WANITA DAN RADIKALISME
SETIONO
Indonesia
sebagai negara yang penuh dengan keragaman suku, budaya, bahasa, dan agama. Hal
itu membuat istimewa Indonesia, namun dengan keragaman yang begitu banyak
disatu sisi bisa membawa dampak posistif yaitu pada nilai-nilai persatuan dan
kesatuan maupun nilai kegotong royongan, disisi lain keragaman itu bisa
berdampak negative, jika setiap individu dan kelompok memiliki sikap sentiment
terhadap perbedaan, baik atas nama agama maupun kelompok. Hal itu dapat memicu
sikap rasisme, extremisme dan bahkan sikap radikalisme.
Indonesia
saat ini cukup rentan terhadap gerakan extremisme dan radikalisme, khusunya
pada kaum perempuan. Dengan budaya patriarki di Indonesia yang memposisikan
perempuan dalam posisi marginal dan subordinat. Maka perempuan Indonesia akan
lebih mudah terpapar gerakan extreamisme maupun radikalisme, terutama perempuan
di pedesaan dengan tingkat pendidikan dan ekonomi yang tidak memadai ataupun
perempuan dengan pemahaman agama yang sedikit itu akan mudah terpengaruh oleh
doktrin-doktrin yang mengarah pada sikap extreamisme dan radikalisme. Mengapa
demikian, melihat hasil penelitian dari Institute for Policy Analysis of
Conflict (IPAC), bahwa aksi bom bunuh diri yang terjadi beberapa waktu terakhir
ini, salah satu dari pelaku bom bunuh diri adalah perempuan yang bahkan
mengikutsertakan keluarga atau anak-anaknya. Jika melihat fenomena tersebut,
sebenarnya keterlibatan perempuan dalam jaringan radikalisme sudah lama
terjadi. Namun, baru-baru ini saja kejadian tersebut terlihat.
Perempuan
Indonesia dalam jaringan organisasi extreamisme dan radikalisme saat ini mulai
melakukan aksi-aksi bom bunuh diri. Bahkan IPAC merilis laporan yang mengatakan
bahwa setidaknya ada 50 pekerja rumah tangga perempuan Indonesia di Asia
Timur-kebanyakan dari mereka tinggal di Hong Kong-menjadi radikal dan ikut
dalam kelompok diskusi extreamis. Artinya perempuan yang bekerja di luar negeri
sangat rentan untuk terpapar dan terlibat dalam jaringan organisasi extreamis.
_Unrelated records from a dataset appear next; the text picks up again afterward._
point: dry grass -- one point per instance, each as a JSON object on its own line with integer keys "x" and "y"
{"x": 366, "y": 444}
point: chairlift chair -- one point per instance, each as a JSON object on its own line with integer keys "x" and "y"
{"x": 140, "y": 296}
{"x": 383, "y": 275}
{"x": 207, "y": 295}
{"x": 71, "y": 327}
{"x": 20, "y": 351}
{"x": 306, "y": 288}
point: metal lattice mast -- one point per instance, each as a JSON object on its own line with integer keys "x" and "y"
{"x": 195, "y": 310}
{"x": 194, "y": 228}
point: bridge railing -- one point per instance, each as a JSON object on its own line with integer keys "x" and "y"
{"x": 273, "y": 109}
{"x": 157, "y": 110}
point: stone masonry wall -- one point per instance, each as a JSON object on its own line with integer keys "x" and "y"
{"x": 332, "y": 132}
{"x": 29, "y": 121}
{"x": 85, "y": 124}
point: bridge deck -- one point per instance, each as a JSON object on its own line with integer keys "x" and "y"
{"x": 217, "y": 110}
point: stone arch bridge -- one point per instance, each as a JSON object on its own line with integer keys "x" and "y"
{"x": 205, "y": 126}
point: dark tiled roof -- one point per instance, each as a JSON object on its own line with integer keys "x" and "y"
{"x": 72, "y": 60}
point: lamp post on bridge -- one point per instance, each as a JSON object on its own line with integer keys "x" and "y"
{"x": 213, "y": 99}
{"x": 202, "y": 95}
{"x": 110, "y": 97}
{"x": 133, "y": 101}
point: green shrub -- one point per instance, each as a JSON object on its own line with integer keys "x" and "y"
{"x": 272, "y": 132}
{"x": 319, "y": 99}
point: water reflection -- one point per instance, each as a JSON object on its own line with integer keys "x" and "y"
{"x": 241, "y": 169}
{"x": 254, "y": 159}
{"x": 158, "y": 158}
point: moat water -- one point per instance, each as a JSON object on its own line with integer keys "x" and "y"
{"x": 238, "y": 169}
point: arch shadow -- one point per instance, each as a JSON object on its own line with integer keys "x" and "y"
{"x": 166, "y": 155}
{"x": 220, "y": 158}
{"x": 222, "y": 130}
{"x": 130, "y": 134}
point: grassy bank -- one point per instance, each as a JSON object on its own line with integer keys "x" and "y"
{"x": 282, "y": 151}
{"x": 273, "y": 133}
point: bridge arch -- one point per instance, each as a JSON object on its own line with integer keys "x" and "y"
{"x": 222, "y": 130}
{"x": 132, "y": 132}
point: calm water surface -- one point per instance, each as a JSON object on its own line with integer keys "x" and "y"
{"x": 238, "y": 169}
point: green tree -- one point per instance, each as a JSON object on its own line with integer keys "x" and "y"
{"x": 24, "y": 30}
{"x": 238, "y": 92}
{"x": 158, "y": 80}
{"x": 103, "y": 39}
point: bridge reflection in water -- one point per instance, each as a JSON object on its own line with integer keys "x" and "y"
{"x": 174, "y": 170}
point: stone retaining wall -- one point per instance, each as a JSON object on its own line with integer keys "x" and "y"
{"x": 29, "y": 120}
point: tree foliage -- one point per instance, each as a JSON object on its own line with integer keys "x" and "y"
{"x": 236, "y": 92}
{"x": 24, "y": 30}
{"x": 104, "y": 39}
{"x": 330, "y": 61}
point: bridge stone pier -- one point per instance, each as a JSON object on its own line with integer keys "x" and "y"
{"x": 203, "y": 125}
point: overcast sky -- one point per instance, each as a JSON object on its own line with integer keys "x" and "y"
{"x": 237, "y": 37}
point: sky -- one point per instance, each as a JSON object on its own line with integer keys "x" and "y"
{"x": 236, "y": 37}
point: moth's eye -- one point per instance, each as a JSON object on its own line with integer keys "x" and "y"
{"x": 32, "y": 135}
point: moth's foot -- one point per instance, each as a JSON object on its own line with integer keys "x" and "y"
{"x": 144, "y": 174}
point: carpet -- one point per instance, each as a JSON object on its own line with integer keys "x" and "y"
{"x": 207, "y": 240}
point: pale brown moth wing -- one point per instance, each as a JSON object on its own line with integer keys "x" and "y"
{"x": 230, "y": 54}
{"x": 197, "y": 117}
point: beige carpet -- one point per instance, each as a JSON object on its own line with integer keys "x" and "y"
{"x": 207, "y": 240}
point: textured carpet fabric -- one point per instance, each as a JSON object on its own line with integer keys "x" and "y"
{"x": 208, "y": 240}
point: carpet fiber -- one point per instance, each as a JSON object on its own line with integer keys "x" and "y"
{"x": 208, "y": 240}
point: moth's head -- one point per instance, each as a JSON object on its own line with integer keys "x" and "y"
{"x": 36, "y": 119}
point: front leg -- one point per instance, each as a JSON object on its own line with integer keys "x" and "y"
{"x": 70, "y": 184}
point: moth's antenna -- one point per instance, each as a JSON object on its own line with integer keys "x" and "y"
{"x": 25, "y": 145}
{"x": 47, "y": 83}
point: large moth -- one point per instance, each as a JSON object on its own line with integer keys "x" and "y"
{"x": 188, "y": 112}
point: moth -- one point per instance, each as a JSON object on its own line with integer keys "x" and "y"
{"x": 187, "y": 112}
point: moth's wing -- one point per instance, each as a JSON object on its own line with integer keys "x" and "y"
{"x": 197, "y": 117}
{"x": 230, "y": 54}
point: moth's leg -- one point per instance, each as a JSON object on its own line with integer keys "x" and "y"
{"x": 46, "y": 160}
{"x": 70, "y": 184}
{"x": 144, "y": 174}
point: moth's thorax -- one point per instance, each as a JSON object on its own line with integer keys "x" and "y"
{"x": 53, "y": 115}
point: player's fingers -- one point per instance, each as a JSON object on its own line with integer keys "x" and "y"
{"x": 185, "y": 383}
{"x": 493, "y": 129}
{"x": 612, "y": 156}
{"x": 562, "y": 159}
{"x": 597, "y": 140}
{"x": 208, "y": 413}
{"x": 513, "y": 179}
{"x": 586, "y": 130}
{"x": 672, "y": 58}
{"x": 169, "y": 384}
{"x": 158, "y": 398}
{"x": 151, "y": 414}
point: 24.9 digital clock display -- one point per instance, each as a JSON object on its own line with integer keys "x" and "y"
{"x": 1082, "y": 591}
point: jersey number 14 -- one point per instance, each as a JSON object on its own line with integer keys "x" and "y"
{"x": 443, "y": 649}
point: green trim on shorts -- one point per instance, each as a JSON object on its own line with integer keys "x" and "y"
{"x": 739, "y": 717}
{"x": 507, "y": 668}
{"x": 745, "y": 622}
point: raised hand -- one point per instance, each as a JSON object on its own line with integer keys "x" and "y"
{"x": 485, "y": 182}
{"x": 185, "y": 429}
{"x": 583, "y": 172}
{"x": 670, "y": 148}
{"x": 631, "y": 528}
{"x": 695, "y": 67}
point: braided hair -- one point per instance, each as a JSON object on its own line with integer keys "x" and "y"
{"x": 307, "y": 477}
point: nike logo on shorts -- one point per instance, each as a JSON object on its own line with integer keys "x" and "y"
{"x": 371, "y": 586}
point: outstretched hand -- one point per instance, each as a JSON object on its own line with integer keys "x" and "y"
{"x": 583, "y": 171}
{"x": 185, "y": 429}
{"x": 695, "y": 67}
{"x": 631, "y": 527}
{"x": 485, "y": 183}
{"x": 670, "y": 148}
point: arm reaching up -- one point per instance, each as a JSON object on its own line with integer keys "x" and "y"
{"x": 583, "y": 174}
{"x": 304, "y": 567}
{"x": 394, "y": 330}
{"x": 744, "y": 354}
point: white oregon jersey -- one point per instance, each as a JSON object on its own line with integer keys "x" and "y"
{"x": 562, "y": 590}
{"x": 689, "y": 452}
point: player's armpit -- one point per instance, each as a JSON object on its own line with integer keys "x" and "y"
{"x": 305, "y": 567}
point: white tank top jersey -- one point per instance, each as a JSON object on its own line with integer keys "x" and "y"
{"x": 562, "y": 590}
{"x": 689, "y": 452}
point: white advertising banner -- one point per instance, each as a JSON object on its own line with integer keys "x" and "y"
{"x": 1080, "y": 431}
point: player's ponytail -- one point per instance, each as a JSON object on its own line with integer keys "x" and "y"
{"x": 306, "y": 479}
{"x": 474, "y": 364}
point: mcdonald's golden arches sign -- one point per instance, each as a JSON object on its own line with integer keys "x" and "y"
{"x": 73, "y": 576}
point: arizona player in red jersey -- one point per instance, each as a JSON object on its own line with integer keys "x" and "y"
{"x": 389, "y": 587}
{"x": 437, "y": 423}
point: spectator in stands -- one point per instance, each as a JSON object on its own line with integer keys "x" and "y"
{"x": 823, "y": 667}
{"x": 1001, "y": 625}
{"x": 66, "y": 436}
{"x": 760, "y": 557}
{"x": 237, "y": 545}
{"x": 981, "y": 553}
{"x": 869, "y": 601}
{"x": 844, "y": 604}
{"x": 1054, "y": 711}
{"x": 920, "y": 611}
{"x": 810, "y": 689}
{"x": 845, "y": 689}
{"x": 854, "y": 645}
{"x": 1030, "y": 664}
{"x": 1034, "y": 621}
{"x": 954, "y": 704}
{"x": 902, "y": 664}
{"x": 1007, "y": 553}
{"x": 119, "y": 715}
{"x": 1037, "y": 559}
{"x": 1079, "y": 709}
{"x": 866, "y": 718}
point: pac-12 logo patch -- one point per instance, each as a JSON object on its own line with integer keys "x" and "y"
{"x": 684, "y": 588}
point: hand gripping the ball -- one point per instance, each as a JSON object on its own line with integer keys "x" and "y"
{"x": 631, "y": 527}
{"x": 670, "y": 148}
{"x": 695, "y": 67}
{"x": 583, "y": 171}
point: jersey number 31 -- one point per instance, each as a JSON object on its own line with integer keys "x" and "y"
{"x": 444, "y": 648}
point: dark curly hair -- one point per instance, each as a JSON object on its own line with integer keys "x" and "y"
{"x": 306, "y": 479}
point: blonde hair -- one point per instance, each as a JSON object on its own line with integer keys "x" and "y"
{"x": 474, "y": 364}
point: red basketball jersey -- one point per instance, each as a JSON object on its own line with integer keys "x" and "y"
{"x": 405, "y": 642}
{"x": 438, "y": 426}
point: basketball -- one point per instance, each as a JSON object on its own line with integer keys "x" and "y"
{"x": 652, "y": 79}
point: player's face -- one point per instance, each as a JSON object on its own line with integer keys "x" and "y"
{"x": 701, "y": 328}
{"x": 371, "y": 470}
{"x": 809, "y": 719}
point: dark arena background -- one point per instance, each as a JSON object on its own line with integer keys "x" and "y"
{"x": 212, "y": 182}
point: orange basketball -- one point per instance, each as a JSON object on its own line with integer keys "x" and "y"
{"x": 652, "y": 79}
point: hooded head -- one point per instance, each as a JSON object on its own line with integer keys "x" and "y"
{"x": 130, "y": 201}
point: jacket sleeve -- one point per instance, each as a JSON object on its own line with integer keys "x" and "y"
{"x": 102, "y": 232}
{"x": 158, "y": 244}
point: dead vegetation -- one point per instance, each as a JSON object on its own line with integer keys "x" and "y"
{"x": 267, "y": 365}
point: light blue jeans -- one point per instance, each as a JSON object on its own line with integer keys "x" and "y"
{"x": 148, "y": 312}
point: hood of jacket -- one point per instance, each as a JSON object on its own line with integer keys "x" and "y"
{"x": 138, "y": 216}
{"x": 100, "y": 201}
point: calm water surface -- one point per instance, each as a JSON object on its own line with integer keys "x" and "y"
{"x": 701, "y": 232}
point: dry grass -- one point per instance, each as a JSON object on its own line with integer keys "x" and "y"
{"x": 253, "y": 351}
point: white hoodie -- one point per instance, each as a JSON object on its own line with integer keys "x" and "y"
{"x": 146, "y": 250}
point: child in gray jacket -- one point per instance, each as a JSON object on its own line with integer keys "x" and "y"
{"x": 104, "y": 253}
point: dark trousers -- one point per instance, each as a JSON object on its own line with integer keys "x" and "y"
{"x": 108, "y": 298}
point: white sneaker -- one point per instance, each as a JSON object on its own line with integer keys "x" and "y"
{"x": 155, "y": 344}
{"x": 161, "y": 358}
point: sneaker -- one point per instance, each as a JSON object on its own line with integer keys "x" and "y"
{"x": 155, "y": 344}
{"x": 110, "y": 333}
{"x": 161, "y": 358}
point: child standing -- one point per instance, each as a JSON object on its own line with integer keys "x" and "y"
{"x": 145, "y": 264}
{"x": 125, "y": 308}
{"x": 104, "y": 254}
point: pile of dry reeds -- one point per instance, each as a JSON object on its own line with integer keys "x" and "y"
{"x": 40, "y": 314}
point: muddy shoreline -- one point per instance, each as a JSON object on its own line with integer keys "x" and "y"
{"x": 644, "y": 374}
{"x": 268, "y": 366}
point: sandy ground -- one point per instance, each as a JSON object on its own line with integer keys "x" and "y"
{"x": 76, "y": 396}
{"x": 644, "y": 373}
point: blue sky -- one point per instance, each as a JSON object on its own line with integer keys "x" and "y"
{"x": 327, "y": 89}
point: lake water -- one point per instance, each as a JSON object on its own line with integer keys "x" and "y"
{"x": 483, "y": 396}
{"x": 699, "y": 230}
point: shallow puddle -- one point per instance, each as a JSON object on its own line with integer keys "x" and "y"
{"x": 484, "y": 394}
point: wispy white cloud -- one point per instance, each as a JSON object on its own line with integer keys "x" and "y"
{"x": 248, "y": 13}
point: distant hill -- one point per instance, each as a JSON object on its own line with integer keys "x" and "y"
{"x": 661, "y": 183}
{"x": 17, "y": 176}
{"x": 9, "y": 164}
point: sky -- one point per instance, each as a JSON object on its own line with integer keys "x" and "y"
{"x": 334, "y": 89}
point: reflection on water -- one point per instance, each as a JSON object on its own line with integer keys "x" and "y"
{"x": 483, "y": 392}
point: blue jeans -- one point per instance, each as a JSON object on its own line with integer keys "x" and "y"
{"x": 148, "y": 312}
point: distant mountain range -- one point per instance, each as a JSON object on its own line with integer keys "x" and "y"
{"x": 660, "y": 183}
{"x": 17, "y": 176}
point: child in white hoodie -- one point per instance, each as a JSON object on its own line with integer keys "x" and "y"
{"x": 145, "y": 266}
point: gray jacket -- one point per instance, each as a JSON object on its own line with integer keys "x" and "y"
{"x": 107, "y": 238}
Sebab dengan minimnya pengetahuan agama dan dengan doktrin-doktrin yang
diberikan oleh organisasi extreamis dapat mengubah pola pikir dan pemaham
mereka terhadap agama maupun pemerintah. Seperti kejadian dua WNI yang di
deportasi yaitu pekerja rumah tangga perempuan yang terindikasi terlibat dalam
jaringan radikalisme ISIS, artinya hal ini menunjukkan semakin rentannya
pembantu rumah tangga yang bekerja di luar negeri terhadap ancaman radikalisasi
dan terlibat dalam aksi terorisme. Hal itu semakin mengkhawatirkan keamanan dan
cukup menantang bagi keamanan di Indonesia.
Perempuan
yang sejatinya memiliki peran penting dalam keluarga untuk peningkatan
nilai-nilai dan norma-norma yang baik, namun sangat rentan karena jaringan
organisasi extreamis dan radikal memfokuskan pada perempuan agar terlibat dalam
gerakannya. Jika melihat fenomena diatas, bahwa perempuan terlibat karena
ketidaktahuannya dan minimnya pemahaman agama yang dimilikinya. Kendati bahwa
perempuan juga dapat menjadi agen dalam pencegahan extreamis dan radikalisasi
melalui keluarga. Karena perempuan memiliki sikap yang bijak dan lembut. Namun,
pemerintah juga harus melakukan upaya-upaya preventif yang lebih di fokuskan
pada perempuan, khususnya mereka yang akan bekerja di luar negeri. Tidak hanya
itu, pemerintah harus memiliki program yang bisa mencegah terjadi gerakan
extreamisme dan radikalisme, meskipun sudah ada undang-undang yang mengaturnya,
namun jika tidak adanya kesadaran dan kerja sama dengan para stakeholder maka
upaya tersebut tidak akan berjalan optimal. Dengan demikian, perlu adanya sinergisitas
antar lembaga atau stakeholder yang terkait.